| 要旨トップ | 目次 | 日本生態学会第67回全国大会 (2020年3月、名古屋) 講演要旨
ESJ67 Abstract


一般講演(ポスター発表) P1-PC-316  (Poster presentation)

長期群集フェノロジーデータを用いた半島マレーシアにおける植物の開花・結実の解析
Analyses of Species-Specific Environmental Trigger of Reproduction Using Long-Term Phenology Data  in Peninsular Malaysia

*山口香春(九州大学理生物), 森本彩夏(首都大学東京観光科学), 保坂哲朗(広島大学国際協力), 沼田真也(首都大学東京観光科学), 佐竹暁子(九州大学理生物)
*Koharu YAMAGUCHI(Kyushu Univ.), Ayaka MORIMOTO(Tokyo Metropolitan Univ.), Tetsuro HOSAKA(Hiroshima Univ.), Shinya NUMATA(Tokyo Metropolitan Univ.), Akiko SATAKE(Kyushu Univ.)

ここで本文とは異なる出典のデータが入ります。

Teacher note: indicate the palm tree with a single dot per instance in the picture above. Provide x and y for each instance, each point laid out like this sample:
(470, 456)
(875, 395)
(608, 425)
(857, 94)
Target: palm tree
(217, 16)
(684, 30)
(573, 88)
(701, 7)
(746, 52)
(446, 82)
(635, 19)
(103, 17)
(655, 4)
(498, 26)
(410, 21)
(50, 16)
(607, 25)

 東南アジアフタバガキ林では、数年に一度の不規則な周期で多く種が同調して開花をする一斉開花と呼ばれる現象が見られる。フタバガキ科サラノキ属は開花の2、3ヶ月前に生じる乾燥と低温が開花を誘導するが、環境要因への応答性は種間で異なることが明らかになってきた。しかし、先行研究では特定の科や種のみに偏っており、非季節性の熱帯雨林における多様な系統の植物の開花・結実フェノロジーについては、定量的な分析が不足している。本研究では半島マレーシアに位置するマレーシア森林研究所の樹木見本園で1976年から2010年まで毎月観測されたフタバガキ科を含む43科221種の長期群集開花・結実の記録を用い、1)開花・結実パターン、2)開花・結実のタイミングにおける系統関係の影響、3)開花に影響を与える気象条件について解析した。
 科レベルで開花・結実フェノロジーを調べた結果、多くの科で3~6月の春咲きが見られるが、9~12月の秋咲き傾向は一部の科でしか観察されなかった。次に、開花・結実フェノロジーの類似性をもとにクラスター分析を行った結果、開花頻度の低い一斉開花型I、開花頻度の高い一斉開花型II、低頻度型、高頻度型に分類された。フタバガキ科、マメ科、ウルシ科は全てのグループに含まれており、全221種の種組成と比較すると、一斉開花型Ⅱにおいてフタバガキ科が有意に多く含まれていた。各グループにおいて開花フェノロジーと温度・降水量の関係をロジスティック回帰により分析した結果、高頻度型は乾燥と低温に、高頻度型以外はそれぞれ異なる程度の乾燥に応答し、開花することが明らかとなった。
 以上より、東南アジアでは一斉開花以外の開花・結実パターンが存在し、開花・結実パターンは多様であることが示された。さらに、開花・結実パターンの相違は、気象要因への応答性の相違により生じていることが示唆された。これは近縁種間での受粉回避や、送粉者をめぐる競争の緩和に役立つと考えられる。